Books most algorithms by Donald Knuth

The Art of Calculator Programming

The Fine art of Computer Programming, Book 1: Key Algorithms
Author	Donald Knuth
State	The states
Linguistic communication	English
Genre	Non-fiction Monograph
Publisher	Addison-Wesley
Publication date	1968– (the volume is still incomplete)
Media type	Print (Hardcover)
ISBN	0-201-03801-three
Dewey Decimal	519
LC Course	QA76.75

The Art of Calculator Programming ( TAOCP ) is a comprehensive monograph written by the reckoner scientist Donald Knuth presenting programming algorithms and their analysis.

Knuth began the project, originally conceived as a single book with twelve chapters, in 1962. The first iii volumes of what was then expected to be a vii-volume set were published in 1968, 1969, and 1973. Work began in hostage on Volume 4 in 1973, merely was suspended in 1977 for piece of work on typesetting prompted by the second edition of Book 2. Writing of the final copy of Volume 4A began in longhand in 2001, and the beginning online pre-fascicle, 2A, appeared later in 2001.^[ane] The first published installment of Volume iv appeared in paperback equally Fascicle 2 in 2005. The hardback Volume 4A, combining Volume iv, Fascicles 0–iv, was published in 2011. Book 4, Fascicle half dozen ("Satisfiability") was released in December 2015; Volume 4, Fascicle 5 ("Mathematical Preliminaries Redux; Backtracking; Dancing Links") was released in November 2019.
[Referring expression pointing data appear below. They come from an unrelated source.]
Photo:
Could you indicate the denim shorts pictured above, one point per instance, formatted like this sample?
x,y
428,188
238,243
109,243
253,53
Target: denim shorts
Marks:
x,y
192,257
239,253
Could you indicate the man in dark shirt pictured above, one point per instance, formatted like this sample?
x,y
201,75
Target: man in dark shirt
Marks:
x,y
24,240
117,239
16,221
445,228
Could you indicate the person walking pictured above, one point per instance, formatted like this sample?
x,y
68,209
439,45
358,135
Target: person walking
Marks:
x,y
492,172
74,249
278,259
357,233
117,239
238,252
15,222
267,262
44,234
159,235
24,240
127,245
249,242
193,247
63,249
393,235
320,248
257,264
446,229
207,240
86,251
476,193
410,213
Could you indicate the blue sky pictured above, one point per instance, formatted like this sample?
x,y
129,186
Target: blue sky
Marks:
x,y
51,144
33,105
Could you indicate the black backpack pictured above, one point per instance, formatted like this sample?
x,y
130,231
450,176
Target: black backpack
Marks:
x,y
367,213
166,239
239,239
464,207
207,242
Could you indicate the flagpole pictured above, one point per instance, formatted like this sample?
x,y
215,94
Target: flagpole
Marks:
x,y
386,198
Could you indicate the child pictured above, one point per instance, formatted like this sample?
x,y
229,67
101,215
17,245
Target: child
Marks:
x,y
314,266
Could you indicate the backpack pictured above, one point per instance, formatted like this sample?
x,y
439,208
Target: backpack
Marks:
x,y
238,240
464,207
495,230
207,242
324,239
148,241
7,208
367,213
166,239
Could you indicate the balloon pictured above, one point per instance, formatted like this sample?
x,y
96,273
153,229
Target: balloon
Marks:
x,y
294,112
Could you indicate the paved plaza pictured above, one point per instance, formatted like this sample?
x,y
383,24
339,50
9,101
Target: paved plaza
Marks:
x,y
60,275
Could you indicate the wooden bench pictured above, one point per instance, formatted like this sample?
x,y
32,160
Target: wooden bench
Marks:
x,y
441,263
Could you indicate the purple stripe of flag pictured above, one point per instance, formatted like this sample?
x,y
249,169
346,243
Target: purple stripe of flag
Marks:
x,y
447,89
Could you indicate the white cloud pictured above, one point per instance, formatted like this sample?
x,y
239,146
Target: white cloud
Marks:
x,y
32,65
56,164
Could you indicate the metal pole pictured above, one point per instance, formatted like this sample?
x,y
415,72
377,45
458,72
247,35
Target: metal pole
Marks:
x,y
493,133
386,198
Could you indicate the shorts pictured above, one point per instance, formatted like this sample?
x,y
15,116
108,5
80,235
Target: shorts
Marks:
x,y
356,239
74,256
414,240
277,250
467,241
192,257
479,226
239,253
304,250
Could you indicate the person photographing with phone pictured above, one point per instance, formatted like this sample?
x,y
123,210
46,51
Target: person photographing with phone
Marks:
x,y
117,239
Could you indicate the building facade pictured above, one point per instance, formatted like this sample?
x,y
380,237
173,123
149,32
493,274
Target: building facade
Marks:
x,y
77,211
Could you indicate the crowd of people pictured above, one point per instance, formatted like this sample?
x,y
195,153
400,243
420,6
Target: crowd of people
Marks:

The published Fascicles 5 and 6 are expected to make up the commencement ii-thirds of Volume 4B. Knuth has not announced whatever estimated engagement for release of Volume 4B, although his method used for Volume 4A is to release the hardback volume erstwhile later release of the paperback fascicles contained in it. Near-term publisher estimates put the release date at May or June 2019, which proved to be incorrect.^{[2] [3]}

History [edit]

After winning a Westinghouse Talent Search scholarship, Knuth enrolled at the Case Plant of Technology (now Case Western Reserve University), where his functioning was so outstanding that the faculty voted to award him a primary of scientific discipline upon his completion of the bachelor degree. During his summertime vacations, Knuth was hired by the Burroughs Corporation to write compilers, earning more in his summer months than full professors did for an entire twelvemonth.^[4] Such exploits made Knuth a topic of give-and-take among the mathematics department, which included Richard South. Varga.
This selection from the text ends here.